Sicher spritzen oder Ersatz finden Wenn die Krankenschwester lange nach einer Vene suchen muss, um eine Spritze zu setzen, leiden die Patienten. Mehr Sicherheit und weniger Pein soll ein Gerät der amerikanischen Firma Evena Medical ermöglichen: Lichtwellen in einer bestimmten Frequenz dringen durch die Hautoberfläche und machen auf einem Tablet-PC das in der Vene pulsierende Blut sichtbar. Manche Neuheit macht einen Nadelstich aber auch überflüssig – das gilt für die Blutabnahme an der Ferse, mit der bei Neugeborenen der sogenannte Bilirubinwert ermittelt wird. Dieser ist bei über der Hälfte aller Säuglinge zu hoch, weshalb besonders "Frühchen" eine Gelbsucht entwickeln. Statt zu einer Spritze können Pflegekräfte jetzt auch zu einem ein telefongroßen Messgerät der Firma Dräger greifen: Es ermittelt den Bilirubinwert innerhalb von Sekunden, indem es an Stirn oder Brust des Säuglings gehalten wird. Das "JM-105" arbeitet mit Lichtwellen, speichert mehr als 100 Messwerte und kann schon bei Frühchen verwendet werden, die ab der 24. Woche zur Welt kommen.

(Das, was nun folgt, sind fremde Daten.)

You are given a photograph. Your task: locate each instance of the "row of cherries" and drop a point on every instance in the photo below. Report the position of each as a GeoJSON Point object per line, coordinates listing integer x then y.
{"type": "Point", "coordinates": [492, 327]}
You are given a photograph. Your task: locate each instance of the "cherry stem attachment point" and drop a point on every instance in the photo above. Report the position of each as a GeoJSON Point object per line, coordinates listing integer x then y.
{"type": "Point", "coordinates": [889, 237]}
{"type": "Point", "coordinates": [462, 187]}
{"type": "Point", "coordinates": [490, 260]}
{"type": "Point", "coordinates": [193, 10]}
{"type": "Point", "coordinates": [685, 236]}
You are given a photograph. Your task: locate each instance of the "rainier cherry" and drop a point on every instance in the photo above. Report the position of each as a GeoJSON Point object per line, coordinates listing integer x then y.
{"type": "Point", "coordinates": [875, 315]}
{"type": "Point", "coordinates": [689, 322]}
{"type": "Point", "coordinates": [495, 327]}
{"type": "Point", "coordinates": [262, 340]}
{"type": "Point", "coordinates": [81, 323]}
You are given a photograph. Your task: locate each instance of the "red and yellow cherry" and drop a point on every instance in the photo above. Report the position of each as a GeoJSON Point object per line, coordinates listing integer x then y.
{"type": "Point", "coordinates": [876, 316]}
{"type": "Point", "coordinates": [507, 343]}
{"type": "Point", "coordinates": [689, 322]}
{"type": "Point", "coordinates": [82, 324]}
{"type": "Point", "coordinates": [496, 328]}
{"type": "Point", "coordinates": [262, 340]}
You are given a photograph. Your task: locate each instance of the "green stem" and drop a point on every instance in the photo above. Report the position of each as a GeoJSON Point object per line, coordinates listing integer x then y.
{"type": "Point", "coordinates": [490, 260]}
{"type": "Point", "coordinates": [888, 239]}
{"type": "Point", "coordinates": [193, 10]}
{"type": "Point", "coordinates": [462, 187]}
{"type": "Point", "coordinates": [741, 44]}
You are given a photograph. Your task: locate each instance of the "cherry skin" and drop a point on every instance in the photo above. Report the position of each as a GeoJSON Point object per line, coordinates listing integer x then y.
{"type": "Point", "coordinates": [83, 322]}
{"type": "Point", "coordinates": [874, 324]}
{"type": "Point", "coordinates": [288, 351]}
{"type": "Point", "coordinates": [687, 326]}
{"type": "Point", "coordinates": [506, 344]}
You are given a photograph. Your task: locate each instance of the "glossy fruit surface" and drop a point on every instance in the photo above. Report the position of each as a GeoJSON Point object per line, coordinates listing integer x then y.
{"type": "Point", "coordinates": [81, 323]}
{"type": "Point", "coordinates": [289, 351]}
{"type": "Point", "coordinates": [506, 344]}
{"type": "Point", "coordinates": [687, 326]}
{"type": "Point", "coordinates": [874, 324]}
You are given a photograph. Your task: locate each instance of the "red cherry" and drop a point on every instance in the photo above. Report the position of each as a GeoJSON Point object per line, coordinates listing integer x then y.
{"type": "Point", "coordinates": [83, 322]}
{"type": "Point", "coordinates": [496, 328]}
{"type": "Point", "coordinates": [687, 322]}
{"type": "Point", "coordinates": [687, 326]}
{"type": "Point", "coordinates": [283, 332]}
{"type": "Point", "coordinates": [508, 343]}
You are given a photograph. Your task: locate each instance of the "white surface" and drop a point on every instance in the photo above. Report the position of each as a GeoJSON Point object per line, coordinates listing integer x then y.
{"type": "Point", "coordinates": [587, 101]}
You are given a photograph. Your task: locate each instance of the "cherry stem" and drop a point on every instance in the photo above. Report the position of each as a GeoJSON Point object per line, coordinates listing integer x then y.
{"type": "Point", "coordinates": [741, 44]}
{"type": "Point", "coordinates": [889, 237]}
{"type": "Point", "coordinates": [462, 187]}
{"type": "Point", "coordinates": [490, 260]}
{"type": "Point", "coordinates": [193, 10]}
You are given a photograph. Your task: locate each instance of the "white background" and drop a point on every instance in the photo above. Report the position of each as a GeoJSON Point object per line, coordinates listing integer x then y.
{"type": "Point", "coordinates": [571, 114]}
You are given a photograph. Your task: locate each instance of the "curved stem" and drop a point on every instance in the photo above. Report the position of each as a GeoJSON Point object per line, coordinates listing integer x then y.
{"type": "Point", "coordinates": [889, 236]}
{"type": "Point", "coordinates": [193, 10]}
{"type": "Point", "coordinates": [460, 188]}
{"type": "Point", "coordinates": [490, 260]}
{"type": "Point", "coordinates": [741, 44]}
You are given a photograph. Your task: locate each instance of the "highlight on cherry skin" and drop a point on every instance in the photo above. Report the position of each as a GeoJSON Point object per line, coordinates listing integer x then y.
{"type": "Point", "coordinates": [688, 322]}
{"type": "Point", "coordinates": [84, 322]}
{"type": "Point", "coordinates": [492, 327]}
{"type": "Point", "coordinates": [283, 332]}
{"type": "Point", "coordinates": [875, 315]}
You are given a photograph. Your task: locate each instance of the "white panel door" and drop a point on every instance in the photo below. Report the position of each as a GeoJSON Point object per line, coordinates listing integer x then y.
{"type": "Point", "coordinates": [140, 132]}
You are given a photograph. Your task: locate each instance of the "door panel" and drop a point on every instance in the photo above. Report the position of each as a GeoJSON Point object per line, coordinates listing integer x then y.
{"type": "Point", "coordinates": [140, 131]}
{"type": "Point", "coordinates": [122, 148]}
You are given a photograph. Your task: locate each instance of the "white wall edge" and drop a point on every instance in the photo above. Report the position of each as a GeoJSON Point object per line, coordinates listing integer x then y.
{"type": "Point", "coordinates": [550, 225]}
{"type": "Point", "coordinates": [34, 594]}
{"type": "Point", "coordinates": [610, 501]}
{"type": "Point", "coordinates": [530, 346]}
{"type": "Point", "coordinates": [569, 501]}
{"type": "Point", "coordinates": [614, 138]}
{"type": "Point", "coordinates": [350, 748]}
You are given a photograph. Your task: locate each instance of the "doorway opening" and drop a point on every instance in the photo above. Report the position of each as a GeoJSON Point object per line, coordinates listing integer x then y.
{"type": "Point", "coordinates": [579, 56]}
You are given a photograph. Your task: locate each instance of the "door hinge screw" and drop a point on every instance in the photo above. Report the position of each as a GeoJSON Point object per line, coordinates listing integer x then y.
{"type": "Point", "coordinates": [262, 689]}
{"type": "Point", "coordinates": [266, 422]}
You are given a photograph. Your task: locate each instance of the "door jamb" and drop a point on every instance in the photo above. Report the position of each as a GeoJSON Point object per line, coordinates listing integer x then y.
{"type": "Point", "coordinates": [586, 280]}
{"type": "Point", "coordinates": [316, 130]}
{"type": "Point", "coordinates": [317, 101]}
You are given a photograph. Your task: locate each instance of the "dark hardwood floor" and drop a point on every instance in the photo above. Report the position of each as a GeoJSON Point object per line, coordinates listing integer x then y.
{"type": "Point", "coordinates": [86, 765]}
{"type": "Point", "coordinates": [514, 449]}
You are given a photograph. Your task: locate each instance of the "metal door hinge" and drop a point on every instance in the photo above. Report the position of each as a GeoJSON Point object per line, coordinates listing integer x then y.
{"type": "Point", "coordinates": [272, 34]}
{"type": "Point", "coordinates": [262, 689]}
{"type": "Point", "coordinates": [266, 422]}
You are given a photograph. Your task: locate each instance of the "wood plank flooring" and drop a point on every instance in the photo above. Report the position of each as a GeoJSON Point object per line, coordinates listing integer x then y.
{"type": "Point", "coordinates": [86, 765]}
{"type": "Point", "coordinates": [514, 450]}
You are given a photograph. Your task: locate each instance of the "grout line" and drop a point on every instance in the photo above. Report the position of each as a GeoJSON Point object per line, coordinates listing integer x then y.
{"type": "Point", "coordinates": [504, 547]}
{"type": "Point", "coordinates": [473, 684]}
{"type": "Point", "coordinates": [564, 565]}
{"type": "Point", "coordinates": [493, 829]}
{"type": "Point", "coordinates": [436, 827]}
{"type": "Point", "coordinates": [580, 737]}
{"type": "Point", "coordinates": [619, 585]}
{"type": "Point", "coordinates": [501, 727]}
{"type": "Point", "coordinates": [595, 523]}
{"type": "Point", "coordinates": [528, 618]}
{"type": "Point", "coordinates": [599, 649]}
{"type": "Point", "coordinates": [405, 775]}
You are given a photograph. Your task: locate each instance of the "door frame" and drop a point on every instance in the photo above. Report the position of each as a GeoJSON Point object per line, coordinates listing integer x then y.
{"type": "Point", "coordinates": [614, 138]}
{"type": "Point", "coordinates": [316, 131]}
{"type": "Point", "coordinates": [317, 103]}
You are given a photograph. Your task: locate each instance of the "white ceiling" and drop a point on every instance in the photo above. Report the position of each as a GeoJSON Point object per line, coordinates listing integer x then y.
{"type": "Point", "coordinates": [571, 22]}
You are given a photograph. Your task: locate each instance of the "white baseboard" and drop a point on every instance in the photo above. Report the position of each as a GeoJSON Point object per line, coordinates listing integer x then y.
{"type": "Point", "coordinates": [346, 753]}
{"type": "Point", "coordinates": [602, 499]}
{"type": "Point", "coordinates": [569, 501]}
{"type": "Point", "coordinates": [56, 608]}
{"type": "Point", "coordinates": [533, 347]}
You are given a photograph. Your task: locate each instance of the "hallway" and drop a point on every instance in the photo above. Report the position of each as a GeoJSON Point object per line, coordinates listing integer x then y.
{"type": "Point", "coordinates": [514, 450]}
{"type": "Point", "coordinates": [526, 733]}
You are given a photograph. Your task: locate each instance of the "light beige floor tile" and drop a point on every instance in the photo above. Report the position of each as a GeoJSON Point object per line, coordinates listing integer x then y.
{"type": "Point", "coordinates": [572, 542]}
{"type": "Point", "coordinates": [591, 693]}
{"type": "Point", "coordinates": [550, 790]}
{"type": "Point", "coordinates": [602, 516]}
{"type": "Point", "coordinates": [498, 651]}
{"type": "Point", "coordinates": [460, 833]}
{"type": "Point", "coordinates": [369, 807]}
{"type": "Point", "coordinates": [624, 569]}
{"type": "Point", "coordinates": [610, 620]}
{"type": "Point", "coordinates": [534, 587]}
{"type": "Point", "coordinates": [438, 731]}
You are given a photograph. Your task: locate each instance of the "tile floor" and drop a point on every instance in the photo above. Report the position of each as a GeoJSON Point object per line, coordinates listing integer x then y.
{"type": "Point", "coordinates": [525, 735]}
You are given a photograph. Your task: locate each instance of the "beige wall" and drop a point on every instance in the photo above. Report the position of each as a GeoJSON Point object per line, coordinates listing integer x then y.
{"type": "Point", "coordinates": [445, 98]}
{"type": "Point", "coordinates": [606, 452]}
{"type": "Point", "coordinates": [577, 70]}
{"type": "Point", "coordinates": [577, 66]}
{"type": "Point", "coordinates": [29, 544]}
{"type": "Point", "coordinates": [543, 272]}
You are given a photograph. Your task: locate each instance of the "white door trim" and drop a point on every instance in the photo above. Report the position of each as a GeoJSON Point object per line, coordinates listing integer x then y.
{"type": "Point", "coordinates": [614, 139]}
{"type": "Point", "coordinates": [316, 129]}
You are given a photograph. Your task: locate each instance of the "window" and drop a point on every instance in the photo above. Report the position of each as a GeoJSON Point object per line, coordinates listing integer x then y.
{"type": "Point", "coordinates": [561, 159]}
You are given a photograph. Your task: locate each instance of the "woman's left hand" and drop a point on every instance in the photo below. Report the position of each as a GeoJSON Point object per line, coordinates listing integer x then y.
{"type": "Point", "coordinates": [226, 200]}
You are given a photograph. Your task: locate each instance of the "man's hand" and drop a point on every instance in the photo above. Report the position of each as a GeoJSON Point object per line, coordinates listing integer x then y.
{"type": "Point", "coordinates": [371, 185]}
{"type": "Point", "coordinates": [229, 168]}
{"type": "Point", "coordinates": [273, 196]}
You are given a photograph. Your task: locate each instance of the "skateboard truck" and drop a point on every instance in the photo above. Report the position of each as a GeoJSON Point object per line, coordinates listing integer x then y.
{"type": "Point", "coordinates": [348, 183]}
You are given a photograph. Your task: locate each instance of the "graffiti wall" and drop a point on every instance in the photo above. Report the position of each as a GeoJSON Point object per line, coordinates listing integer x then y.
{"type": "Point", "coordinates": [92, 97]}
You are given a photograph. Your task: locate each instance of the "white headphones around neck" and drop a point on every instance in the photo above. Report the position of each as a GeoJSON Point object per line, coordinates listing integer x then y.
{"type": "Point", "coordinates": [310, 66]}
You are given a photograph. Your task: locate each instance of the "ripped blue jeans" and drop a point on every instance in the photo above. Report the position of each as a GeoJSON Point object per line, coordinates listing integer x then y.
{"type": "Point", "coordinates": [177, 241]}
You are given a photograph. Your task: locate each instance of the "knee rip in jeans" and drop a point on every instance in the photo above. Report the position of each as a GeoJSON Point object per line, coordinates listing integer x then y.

Hilfen für ein Leben im Alter Wer auch im Alter in den eigenen vier Wänden leben möchte, sollte diese entsprechend einrichten. Alltagshelfer für Ältere stellt das Forschungszentrum Informatik am Karlsruher Institut für Technologie (FZI) in der Ausstellung "Pflege und Technik" auf der Medica vor: In einer Musterwohnung sind Angebote gebündelt zu sehen: von der bildschirmgesteuerten Haustechnik über das Telefon, dessen Tasten mit Fotos vertrauter Personen versehen sind, bis zur Fernbedienung zur einfachen Suche nach Portemonnaie oder Schlüsselbund. Sensoren spielen für Pflegebedürftige eine immer größere Rolle: Sie sind zum Beispiel in einer Matte eingebaut, die vor dem Bett liegt.

Mithilfe ihrer Signale schaltet sich beim Aufstehen nachts die Beleuchtung ein, um Stürze zu verhindern. Eine ähnliche Technik zeigt die Telekom in einem vernetzten Pflegebett: Erhebt sich ein verwirrter Patient daraus, geht über eine spezielle Mobilfunkkarte eine Nachricht bei der Leitstelle des Deutschen Roten Kreuzes ein – ein Helfer ruft über ein Modul am Bett an und erkundigt sich, ob alles in Ordnung ist.